Komisi Perikanan Wilayah Barat dan Tengah Pasific atau Western and Central Pacific Fisheries Commission (WCPFC) yang fokus kepada pengelolaan perikanan tuna dan merupakan salah satu organisasi perikanan regional di dunia atau Regional on Fisheries Management Organization (RFMO) tengah mengadakan pertemuan tahunannya yang ke 10 d kota Cairns-Australia. Beberapa isyu utama yang dibahas dalam pertemuan ini adalah:
1. Pembatasan upaya tangkapan (catch limit),
2. Pengaturan jumlah hari tangkap dari kapal purse seine (PP), dan
3. Pengetatan penggunaan penggunaan rumpon atau Fish Agregating Divice/FAD.

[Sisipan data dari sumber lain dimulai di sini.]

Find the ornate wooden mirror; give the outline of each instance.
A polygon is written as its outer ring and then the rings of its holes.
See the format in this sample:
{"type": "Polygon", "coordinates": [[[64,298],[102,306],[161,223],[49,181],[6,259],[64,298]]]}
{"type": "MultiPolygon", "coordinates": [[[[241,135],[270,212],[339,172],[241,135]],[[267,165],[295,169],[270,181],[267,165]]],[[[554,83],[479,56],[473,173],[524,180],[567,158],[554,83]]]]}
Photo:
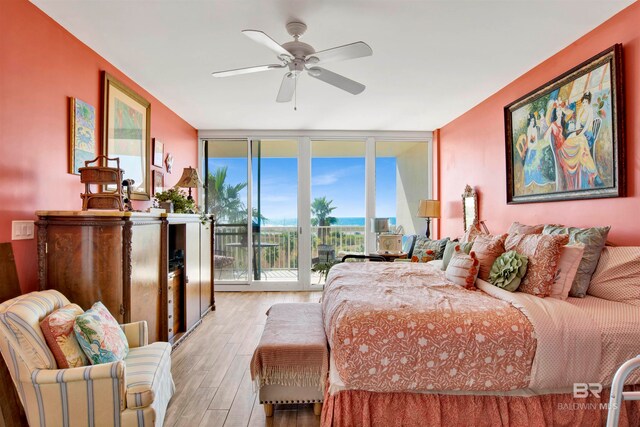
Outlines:
{"type": "Polygon", "coordinates": [[[478,224],[478,194],[470,185],[467,185],[462,193],[462,219],[464,231],[478,224]]]}

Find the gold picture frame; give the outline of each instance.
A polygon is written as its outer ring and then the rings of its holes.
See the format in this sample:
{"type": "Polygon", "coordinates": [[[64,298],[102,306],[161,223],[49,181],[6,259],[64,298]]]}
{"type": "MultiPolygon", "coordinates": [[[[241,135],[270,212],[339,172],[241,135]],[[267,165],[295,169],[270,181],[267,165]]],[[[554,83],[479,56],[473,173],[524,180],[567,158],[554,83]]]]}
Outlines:
{"type": "Polygon", "coordinates": [[[118,157],[124,179],[133,179],[133,200],[151,198],[151,104],[103,72],[102,150],[118,157]]]}

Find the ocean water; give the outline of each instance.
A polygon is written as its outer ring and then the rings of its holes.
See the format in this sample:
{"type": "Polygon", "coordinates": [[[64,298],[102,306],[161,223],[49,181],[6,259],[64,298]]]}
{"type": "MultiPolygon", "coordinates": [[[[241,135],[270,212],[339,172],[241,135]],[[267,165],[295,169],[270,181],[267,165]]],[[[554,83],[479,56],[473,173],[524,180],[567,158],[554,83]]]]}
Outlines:
{"type": "MultiPolygon", "coordinates": [[[[351,226],[351,227],[364,227],[366,223],[366,218],[363,216],[347,216],[337,218],[338,222],[333,225],[343,225],[343,226],[351,226]]],[[[396,225],[396,218],[389,218],[389,223],[391,225],[396,225]]],[[[263,227],[295,227],[298,225],[298,220],[296,218],[280,218],[280,219],[271,219],[265,221],[262,224],[263,227]]]]}

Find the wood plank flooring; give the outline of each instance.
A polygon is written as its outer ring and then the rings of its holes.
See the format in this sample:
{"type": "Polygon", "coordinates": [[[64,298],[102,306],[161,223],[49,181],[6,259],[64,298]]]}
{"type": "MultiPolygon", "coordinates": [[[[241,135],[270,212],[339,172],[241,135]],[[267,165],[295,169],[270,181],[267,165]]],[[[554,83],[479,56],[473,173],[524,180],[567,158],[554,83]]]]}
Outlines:
{"type": "Polygon", "coordinates": [[[216,311],[171,355],[176,393],[164,425],[319,426],[313,405],[277,406],[266,418],[249,374],[269,307],[319,299],[320,292],[216,292],[216,311]]]}

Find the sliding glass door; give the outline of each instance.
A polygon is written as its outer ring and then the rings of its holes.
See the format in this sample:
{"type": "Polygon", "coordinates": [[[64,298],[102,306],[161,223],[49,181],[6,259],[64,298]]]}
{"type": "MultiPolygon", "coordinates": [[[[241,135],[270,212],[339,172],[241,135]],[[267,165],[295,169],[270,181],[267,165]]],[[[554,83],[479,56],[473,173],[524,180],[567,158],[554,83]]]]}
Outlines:
{"type": "Polygon", "coordinates": [[[216,218],[216,281],[246,283],[248,243],[248,146],[246,140],[212,140],[205,150],[205,208],[216,218]]]}
{"type": "Polygon", "coordinates": [[[364,140],[311,142],[312,284],[327,263],[365,252],[365,183],[364,140]]]}
{"type": "Polygon", "coordinates": [[[251,140],[253,280],[298,281],[298,141],[251,140]]]}
{"type": "Polygon", "coordinates": [[[425,142],[208,139],[203,154],[218,290],[314,289],[342,256],[376,250],[371,218],[424,230],[415,212],[431,194],[425,142]]]}

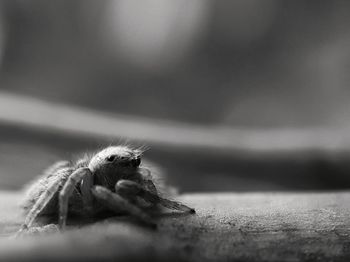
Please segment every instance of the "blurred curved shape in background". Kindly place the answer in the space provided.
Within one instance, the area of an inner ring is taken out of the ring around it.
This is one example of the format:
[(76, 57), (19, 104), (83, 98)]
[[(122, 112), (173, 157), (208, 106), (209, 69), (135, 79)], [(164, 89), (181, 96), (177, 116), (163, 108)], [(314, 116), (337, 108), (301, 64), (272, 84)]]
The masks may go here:
[[(213, 1), (214, 2), (214, 1)], [(215, 1), (213, 29), (228, 45), (244, 46), (261, 41), (275, 22), (275, 0)]]
[(5, 30), (5, 22), (3, 19), (3, 12), (1, 11), (1, 3), (0, 3), (0, 69), (1, 69), (1, 65), (2, 65), (2, 58), (4, 55), (4, 49), (5, 49), (5, 34), (6, 34), (6, 30)]
[(208, 1), (110, 1), (107, 42), (127, 62), (162, 71), (186, 58), (205, 29)]

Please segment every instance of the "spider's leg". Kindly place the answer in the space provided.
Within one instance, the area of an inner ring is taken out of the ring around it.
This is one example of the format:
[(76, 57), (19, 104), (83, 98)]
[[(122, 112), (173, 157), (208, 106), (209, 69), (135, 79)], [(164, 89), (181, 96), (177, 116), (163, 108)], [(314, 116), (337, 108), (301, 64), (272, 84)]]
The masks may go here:
[(22, 231), (31, 227), (39, 213), (46, 207), (53, 196), (58, 192), (59, 188), (65, 183), (68, 175), (72, 172), (72, 169), (64, 168), (57, 172), (61, 172), (60, 175), (57, 175), (60, 179), (54, 180), (52, 184), (40, 195), (39, 199), (29, 211), (23, 225), (17, 233), (17, 236), (20, 235)]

Isyu-isyu tersebut mengemuka karena ditengarai sudah terjadi penurunan populasi ikan tuna akibat over exploited, apalagi penggunaan alat tangkap purse seine dan rumpon yang dianggap tidak ramah lingkungan karena berbagai ukuran ikan tuna, mulai dari ukuran anakan sampai ukuran besar dapat tertangkap semuanya. Penggunaan purse seine dan rumpon juga dapat menangkap ikan-ikan lainnya yang tidak menjadi target seperti ikan hiu.
Negara Amerika paling getol menyuarakan isyu-isyu tersebut namun mendapat tantangan yang keras dari negara Jepang, Korea, China, dan Taiwan. Empat negara tersebut adalah pemain utama dalam penangkapan ikan tuna di wilayah WCPFC dan juga negara-negara tersebut yang paling banyak mendapat kuota dalam bentuk jumlah hari tangkap dibanding negara-negara lainnya. Tentunya wilayah penangkapan yang dimaksud adalah di wilayah ZEE dan laut lepas. Bahkan beberapa negara kecil yang ada di Pasifik menjual jatah kuotanya kepada empat negara Asia tersebut karena keterbatasan armada penangkap ikan yang dimilikinya. Indonesia yang kini telah menjadi anggota WCPFC mendapat kuota hanya 500 vessel days fishing.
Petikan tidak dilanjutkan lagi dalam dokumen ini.